“ Les autres sont partis quand ils sont partis ; quand tout aura disparu, tu seras la seule à rester près de moi. ” — Oktay Rifat

Des corps nus, des paysages silencieux et la proximité du désir.

Cette sous-série est née d'une période de distanciation forcée, non pas comme un témoignage de l'isolement, mais comme un retour à des images réalisées au fil des ans et qui, soudain, prenaient un sens différent. Alors que le monde se réfugiait à l'intérieur, ces photographies de corps sur des côtes désertes, parmi les branches nues et les rochers érodés par la mer, sont devenues une méditation sur ce qui reste proche lorsque tout le reste s'éloigne.

Le langage visuel s'inspire d'une longue tradition représentant des personnages solitaires dans des paysages. Caspar David Friedrich Rückenfigur— la silhouette vue de dos, face à l'immensité de la nature — trouve ici un écho. Mais là où les vagabonds de Friedrich se tiennent debout devant les montagnes et le brouillard, contemplant le sublime, ces corps se replient sur le rivage, se recroquevillent sur les rochers, s'enfoncent dans les eaux peu profondes. Ils ne confrontent pas la nature, ils s'y abandonnent. Le sublime romantique cède la place à quelque chose de plus élémentaire : non pas la crainte révérencielle, mais l'absorption.

Les nus côtiers de Bill Brandt, réalisés dans les années 1950 sur les plages rocheuses de Normandie et du Sussex, constituent un autre point de référence. Brandt transformait les corps en reliefs terrestres : les hanches devenaient des rochers, les colonnes vertébrales des falaises. Cette série partage cette volonté instinctive d'effacer la frontière entre la chair et la pierre, mais le ton est différent. Alors que les images de Brandt dégagent une étrangeté monumentale, presque surréaliste, ces photographies restent intimes, tendres, imprégnées d'une mélancolie particulière liée à la distance.

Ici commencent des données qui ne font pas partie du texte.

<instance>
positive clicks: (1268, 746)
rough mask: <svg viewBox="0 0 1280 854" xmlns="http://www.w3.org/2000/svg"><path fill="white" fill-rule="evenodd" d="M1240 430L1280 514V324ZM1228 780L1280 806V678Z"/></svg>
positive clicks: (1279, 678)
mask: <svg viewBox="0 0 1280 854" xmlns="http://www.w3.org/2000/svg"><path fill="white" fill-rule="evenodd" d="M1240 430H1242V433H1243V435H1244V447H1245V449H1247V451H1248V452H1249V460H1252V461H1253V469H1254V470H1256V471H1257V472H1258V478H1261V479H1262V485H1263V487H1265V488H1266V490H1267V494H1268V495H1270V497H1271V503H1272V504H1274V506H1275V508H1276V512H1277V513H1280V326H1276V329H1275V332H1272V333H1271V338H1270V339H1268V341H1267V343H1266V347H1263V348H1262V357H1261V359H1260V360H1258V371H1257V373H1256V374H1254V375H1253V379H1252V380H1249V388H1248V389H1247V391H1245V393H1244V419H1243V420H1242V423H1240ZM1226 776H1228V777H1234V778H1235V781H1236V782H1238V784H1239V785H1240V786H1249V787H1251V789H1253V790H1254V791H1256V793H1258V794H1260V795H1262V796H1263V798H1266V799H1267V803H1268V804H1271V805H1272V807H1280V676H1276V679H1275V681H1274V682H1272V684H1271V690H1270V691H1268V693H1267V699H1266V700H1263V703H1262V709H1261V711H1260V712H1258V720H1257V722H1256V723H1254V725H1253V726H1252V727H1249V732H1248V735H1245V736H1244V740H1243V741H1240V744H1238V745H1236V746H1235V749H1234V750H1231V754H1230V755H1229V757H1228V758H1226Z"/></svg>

Les images sont rendues en noir et blanc très contrasté avec des vignettes douces qui rappellent les films analogiques, les bords s'assombrissant comme si la mémoire elle-même s'estompait à la périphérie. Ce choix technique n'est pas nostalgique, mais intentionnel : la vignette attire le regard vers l'intérieur, vers le personnage, tandis que le monde s'éloigne. Les personnages apparaissent petits face à la mer, en équilibre sur des pierres, à moitié submergés dans des mares résiduelles. Ils ne dominent pas le paysage, ils en font partie. Ce n'est pas le corps en tant que sujet, mais le corps en tant qu'élément : aussi présent et silencieux que la roche, l'eau, le vent.

Le titre est tiré d'un poème du poète turc Oktay Rifat, dont les vers capturent le paradoxe au cœur de l'œuvre : l'absence peut renforcer la présence, la distance peut clarifier ce qui est proche. Ces photographies ne pleurent pas l'isolement, elles retracent la proximité tranquille qui persiste sous-jacente. Dans l'espace entre le corps et la mer, il reste quelque chose qui ne peut être retiré.